Still at Cornell in 2003, D’Andrea was granted permission to use the university’s High Voltage Laboratory into the Cornell Laboratory for Intelligent Vehicles.  Now with 15,000 square and a 50 foot high ceiling, the team had plenty of space to test the drones they were building.  Unfortunately, these plans were put on hold as D’Andrea partnered up with Mick Mountz and Peter Wurman to create the robotics and logistics company Kiva Systems.  The lab in Cornell is now used as a student project/research space.
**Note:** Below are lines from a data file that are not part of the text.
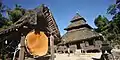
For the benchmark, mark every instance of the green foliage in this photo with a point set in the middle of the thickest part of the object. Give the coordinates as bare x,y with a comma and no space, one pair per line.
16,13
101,22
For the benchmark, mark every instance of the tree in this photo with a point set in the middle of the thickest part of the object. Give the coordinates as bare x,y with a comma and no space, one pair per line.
16,13
101,22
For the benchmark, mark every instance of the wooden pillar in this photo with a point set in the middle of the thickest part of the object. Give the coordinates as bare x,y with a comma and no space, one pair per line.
52,46
22,48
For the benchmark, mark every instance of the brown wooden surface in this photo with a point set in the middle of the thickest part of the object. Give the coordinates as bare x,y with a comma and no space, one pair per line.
37,43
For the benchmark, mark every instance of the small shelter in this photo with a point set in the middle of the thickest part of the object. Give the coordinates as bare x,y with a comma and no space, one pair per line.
82,35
In 2007, with the success of Kiva Systems well under way, D’Andrea decided to go back to his roots in the educational field.  He joined the Swiss Federal Institute of Technology in Zurich (ETH) with one stipulation.  That they agree to build for him and his students a space like the one he had envisioned at Cornell.  And it was the perfect time for such a project to commence.  In the five years he was focused on building Kiva Systems, robotic and drone technology progressed to a point that his vision could access the tools needed to see it to fruition.
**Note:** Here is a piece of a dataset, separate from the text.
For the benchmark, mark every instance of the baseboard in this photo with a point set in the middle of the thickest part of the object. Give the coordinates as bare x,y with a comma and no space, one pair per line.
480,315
That vision turned into the Flying Machine Arena (FMA).  According to their website, “The Flying Machine Arena (FMA) is a portable space devoted to autonomous flight. Measuring up to 10 x 10 x 10 meters, it consists of a high-precision motion capture system, a wireless communication network, and custom software executing sophisticated algorithms for estimation and control.  The motion capture system can locate multiple objects in the space at rates exceeding 200 frames per second. While this may seem extremely fast, the objects in the space can move at speeds in excess of 10 m/s, resulting in displacements of over 5 cm between successive snapshots. This information is fused with other data and models of the system dynamics to predict the state of the objects into the future.”

This far surpassed the data D’Andrea and his students were able to collect in the early 2000’s.  The FMA is proving to provide the perfect conditions for studying how drones can be studied for adaptive behaviors.  This is a key aspect in determining how drones can be safely used in society for any number of scenarios.  Since it’s inception the FMA has been used for many studies, studies that have led to companies developing drones for practical daily use.  As D’Andrea said himself, “The time for the FMA had finally arrived.”